Response to Attack (03:23)
General William C. Westmoreland says if one of his divisions was attacked and many soldiers died, he would obtain reinforcements and retaliate. Peter Jennings agrees with Westmoreland and asks questions about the attack.
Press/Military Relationship (03:11)
Westmoreland says he would not give reporters information because the enemy could be watching, and that could be detrimental to American soldiers. James E. Service says he would be a little more cooperative with the media as long as there is trust. Their first obligation is to the safety of the troops.
Military Representation (02:16)
Service and Newt Gingrich say the press should show the public moral actions performed by the military. They also believe that private events should not be aired on public television.
Decision to Kill (03:03)
Lieutenant Frederick Downs Jr. discusses the circumstances in which he would tell his soldiers to kill the enemy and take no prisoners. Captain Brian Jenkins agrees, but considers capturing prisoners of war. Each soldier must make his or her own decision.
Is It Murder? (05:10)
Down says the decision to kill enemies in battle depends on the circumstances; his first obligation is to his men. Major Robert C. Stuart, Colonel George M. Connell, and Hehir agree that enemy soldiers who are wounded should not be killed, but there are situations where orders are not clearly defined, and everything is subjective.
Blessing Soldiers (03:00)
Ogletree talks to Chaplain Timothy Tatum about the morality of a soldier's behavior in war. Tatum will bless the soldier but not the weapons or the missions, he will comfort soldiers about their fears, and he will pray for their safe return.
Following Orders (06:36)
Downs and General Edward C. Meyer believe soldiers should follow orders no matter the situation. They agree that lying to soldiers and using them as decoys is morally correct because it would be for the greater good. Meyer says it is unethical to not be professional in any field, and soldiers need to trust orders.
Media Presence (02:17)
Jennings says he, and other reporters, would stay out of the way and capture as much of the action on video.
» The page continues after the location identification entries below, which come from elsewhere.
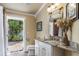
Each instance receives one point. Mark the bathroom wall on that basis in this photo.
(1, 32)
(30, 26)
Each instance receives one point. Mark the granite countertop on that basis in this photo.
(60, 45)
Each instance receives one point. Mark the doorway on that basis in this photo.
(15, 36)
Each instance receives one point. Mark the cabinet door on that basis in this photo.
(37, 48)
(45, 49)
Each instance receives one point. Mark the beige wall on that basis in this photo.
(31, 29)
(44, 17)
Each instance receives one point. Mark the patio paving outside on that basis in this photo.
(15, 49)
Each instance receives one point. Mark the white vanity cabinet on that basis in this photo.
(45, 49)
(42, 49)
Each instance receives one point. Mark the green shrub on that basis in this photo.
(15, 29)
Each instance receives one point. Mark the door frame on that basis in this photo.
(6, 30)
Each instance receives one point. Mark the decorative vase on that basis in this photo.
(65, 39)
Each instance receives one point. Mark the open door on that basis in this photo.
(15, 37)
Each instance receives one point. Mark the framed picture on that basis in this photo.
(71, 10)
(39, 26)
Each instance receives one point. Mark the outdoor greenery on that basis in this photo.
(15, 30)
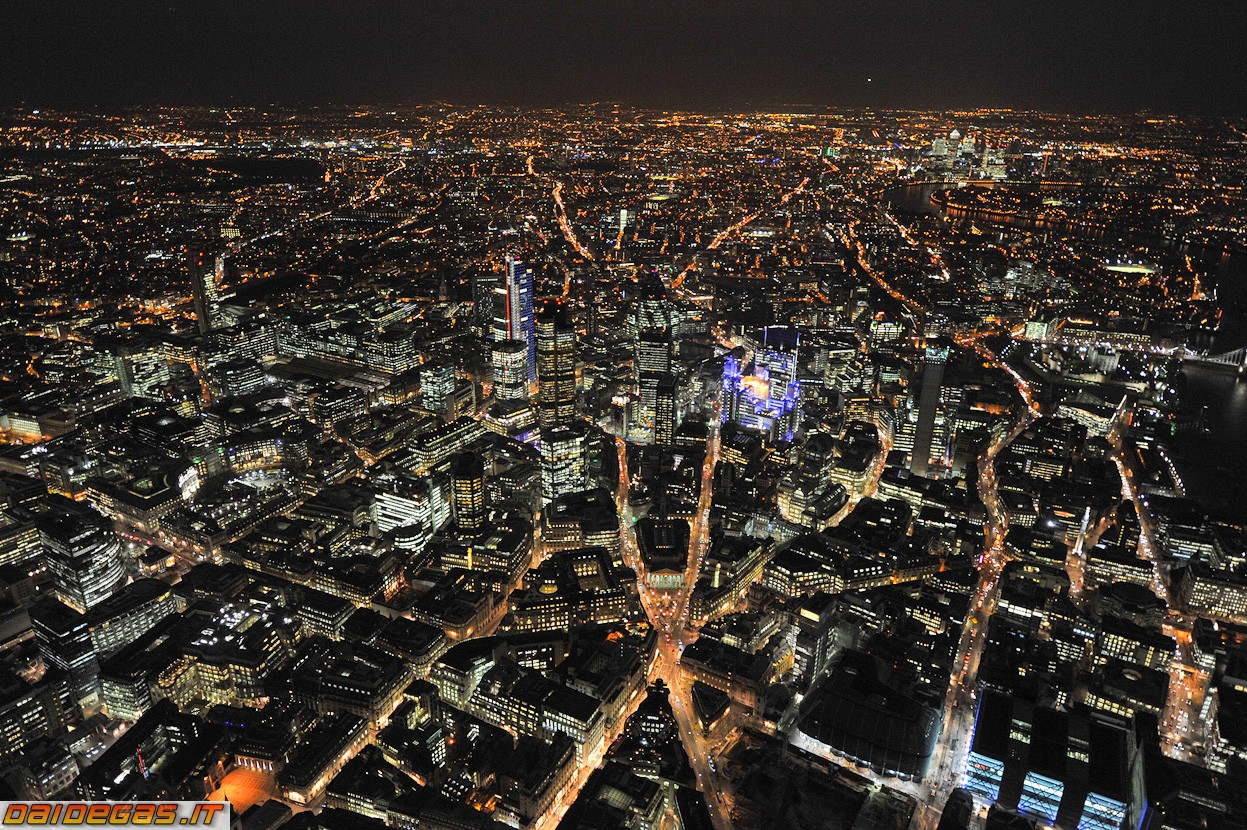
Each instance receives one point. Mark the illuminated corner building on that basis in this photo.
(64, 638)
(664, 547)
(556, 364)
(1074, 770)
(166, 754)
(513, 310)
(29, 712)
(129, 613)
(231, 656)
(654, 350)
(564, 460)
(468, 491)
(437, 386)
(203, 268)
(483, 286)
(82, 556)
(510, 363)
(571, 588)
(928, 408)
(666, 410)
(767, 398)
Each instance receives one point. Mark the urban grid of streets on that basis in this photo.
(669, 610)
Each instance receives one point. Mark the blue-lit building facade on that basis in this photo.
(1076, 770)
(514, 318)
(766, 398)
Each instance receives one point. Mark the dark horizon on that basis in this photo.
(693, 55)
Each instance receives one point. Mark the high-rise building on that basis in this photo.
(766, 398)
(513, 310)
(205, 269)
(928, 408)
(510, 362)
(665, 410)
(556, 364)
(564, 460)
(468, 490)
(64, 638)
(483, 284)
(438, 386)
(654, 350)
(82, 556)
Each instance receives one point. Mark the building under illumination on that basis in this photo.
(513, 310)
(556, 364)
(564, 460)
(766, 396)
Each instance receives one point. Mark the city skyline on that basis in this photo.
(481, 467)
(700, 55)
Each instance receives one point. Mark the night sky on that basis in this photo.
(1089, 56)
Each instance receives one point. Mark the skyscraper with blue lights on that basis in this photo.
(513, 310)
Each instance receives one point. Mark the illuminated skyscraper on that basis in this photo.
(556, 364)
(510, 362)
(468, 490)
(928, 406)
(564, 460)
(513, 310)
(665, 410)
(82, 556)
(205, 271)
(766, 398)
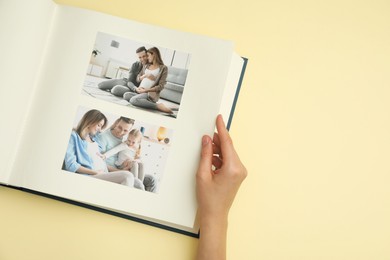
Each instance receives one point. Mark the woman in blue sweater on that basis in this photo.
(83, 154)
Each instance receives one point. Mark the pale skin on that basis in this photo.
(216, 190)
(153, 65)
(119, 131)
(132, 142)
(91, 131)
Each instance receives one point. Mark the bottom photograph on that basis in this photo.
(117, 149)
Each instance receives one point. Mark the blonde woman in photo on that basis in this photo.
(152, 78)
(83, 155)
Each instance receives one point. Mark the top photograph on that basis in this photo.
(135, 74)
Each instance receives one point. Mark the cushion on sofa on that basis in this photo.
(176, 75)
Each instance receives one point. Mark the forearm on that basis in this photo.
(212, 241)
(112, 168)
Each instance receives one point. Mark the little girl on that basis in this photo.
(128, 151)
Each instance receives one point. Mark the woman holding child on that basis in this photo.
(83, 154)
(153, 78)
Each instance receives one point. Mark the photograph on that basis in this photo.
(135, 74)
(117, 149)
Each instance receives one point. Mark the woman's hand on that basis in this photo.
(140, 90)
(151, 77)
(216, 189)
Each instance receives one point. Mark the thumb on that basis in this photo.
(206, 156)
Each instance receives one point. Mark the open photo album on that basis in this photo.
(108, 113)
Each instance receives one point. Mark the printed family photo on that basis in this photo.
(117, 149)
(138, 75)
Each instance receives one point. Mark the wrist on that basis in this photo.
(213, 220)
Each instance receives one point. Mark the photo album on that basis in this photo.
(108, 113)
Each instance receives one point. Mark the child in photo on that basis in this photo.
(128, 153)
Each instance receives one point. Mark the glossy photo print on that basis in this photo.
(137, 75)
(117, 149)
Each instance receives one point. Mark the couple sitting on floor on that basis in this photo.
(147, 78)
(105, 155)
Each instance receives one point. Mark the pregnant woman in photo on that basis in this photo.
(153, 78)
(83, 154)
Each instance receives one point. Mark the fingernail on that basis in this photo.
(205, 140)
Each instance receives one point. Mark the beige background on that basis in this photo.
(312, 125)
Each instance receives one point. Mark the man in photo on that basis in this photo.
(112, 137)
(120, 86)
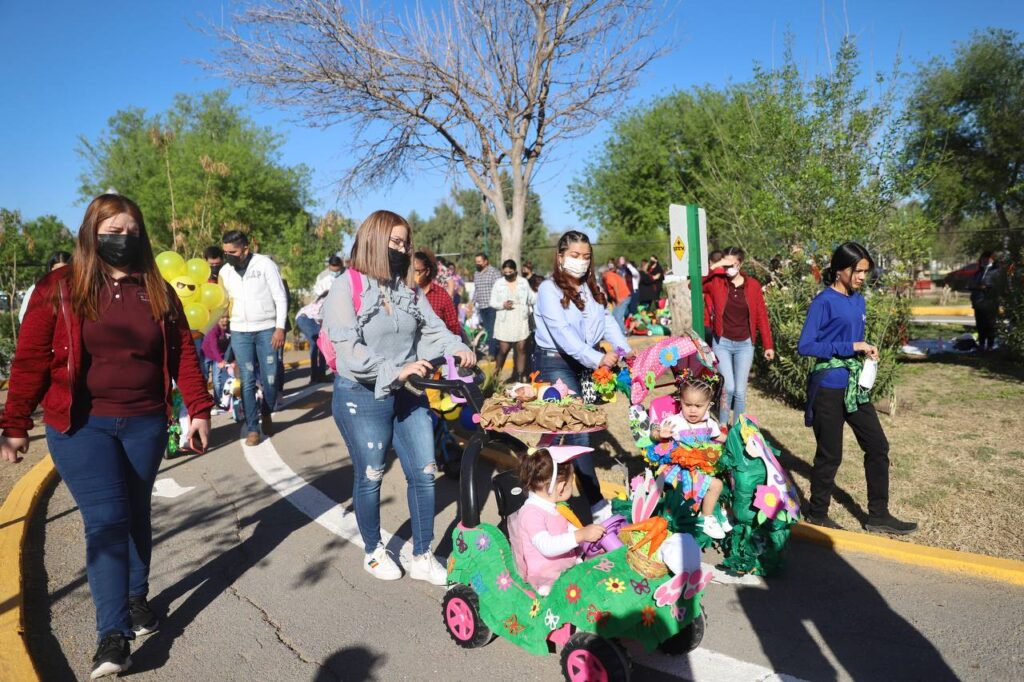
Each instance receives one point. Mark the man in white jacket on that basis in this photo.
(259, 309)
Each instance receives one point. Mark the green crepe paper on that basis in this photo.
(756, 543)
(523, 616)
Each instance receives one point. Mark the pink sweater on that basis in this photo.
(535, 518)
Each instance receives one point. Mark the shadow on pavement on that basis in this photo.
(353, 663)
(821, 620)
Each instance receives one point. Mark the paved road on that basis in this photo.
(256, 565)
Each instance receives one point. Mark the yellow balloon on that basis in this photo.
(198, 315)
(170, 264)
(198, 269)
(211, 294)
(186, 289)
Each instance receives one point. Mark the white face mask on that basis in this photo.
(576, 266)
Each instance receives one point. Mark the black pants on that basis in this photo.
(985, 318)
(829, 414)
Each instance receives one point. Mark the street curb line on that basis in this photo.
(978, 565)
(15, 664)
(941, 311)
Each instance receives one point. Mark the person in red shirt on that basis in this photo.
(619, 293)
(102, 342)
(425, 269)
(736, 314)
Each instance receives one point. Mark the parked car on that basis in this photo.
(961, 280)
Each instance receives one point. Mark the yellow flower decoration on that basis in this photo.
(614, 585)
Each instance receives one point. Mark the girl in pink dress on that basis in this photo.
(543, 541)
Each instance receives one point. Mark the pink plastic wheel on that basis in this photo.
(460, 621)
(583, 666)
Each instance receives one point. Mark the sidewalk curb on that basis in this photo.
(15, 664)
(978, 565)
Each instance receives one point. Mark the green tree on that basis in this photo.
(966, 132)
(784, 164)
(202, 168)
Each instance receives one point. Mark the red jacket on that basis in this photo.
(47, 363)
(716, 287)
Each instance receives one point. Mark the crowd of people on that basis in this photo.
(104, 341)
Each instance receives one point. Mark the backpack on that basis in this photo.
(324, 340)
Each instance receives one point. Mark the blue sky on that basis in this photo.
(66, 67)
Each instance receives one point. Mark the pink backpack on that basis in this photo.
(324, 341)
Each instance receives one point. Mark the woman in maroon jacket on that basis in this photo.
(101, 342)
(736, 314)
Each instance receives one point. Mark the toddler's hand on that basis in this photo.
(590, 534)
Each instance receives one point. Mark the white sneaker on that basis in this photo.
(427, 567)
(381, 565)
(713, 528)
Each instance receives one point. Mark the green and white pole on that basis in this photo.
(688, 244)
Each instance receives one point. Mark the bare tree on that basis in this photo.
(480, 86)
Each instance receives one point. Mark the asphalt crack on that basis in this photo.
(279, 633)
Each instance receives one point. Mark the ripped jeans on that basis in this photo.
(369, 428)
(254, 354)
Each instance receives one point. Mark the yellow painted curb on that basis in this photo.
(930, 311)
(979, 565)
(15, 664)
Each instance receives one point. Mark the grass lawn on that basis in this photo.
(956, 449)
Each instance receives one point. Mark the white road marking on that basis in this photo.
(265, 461)
(698, 666)
(168, 487)
(704, 666)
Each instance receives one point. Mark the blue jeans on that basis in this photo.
(620, 312)
(734, 359)
(552, 368)
(254, 353)
(369, 427)
(487, 322)
(110, 464)
(310, 330)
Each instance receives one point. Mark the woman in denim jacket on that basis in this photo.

Westmoreland says that Jennings and other reporters might be there, but they are not welcome and do not belong. The press might pose a threat.
Basic Moral Understanding (03:27)
General David C. Jones says the basic understanding is that the military does not kill prisoners, the wounded, or their own soldiers. There are situations where an officer has to go against that moral understanding. A commander has responsibility and must make split decisions thought to be for the good of all soldiers.
Showing the Public (03:14)
When an act that is objectively immoral happens, it is the job of the media to show the public in a responsible manner. Mike Wallace says he would take time to discuss, understand, and edit the tape, but would still show it to the public.
Handling Enemies (06:50)
If placed in situations where officers must make split decisions about enemies, some say they would perform actions that look immoral. Military officers on the panel say they prefer to take enemies alive because they are more valuable, butwould kill them if necessary.
Conclusion: Ethics and Loyalty in Military (03:12)
Friendly concludes that loyalty in the military sometimes conflicts with a soldier’s moral compass. He introduces the next episode about confidentiality and the military.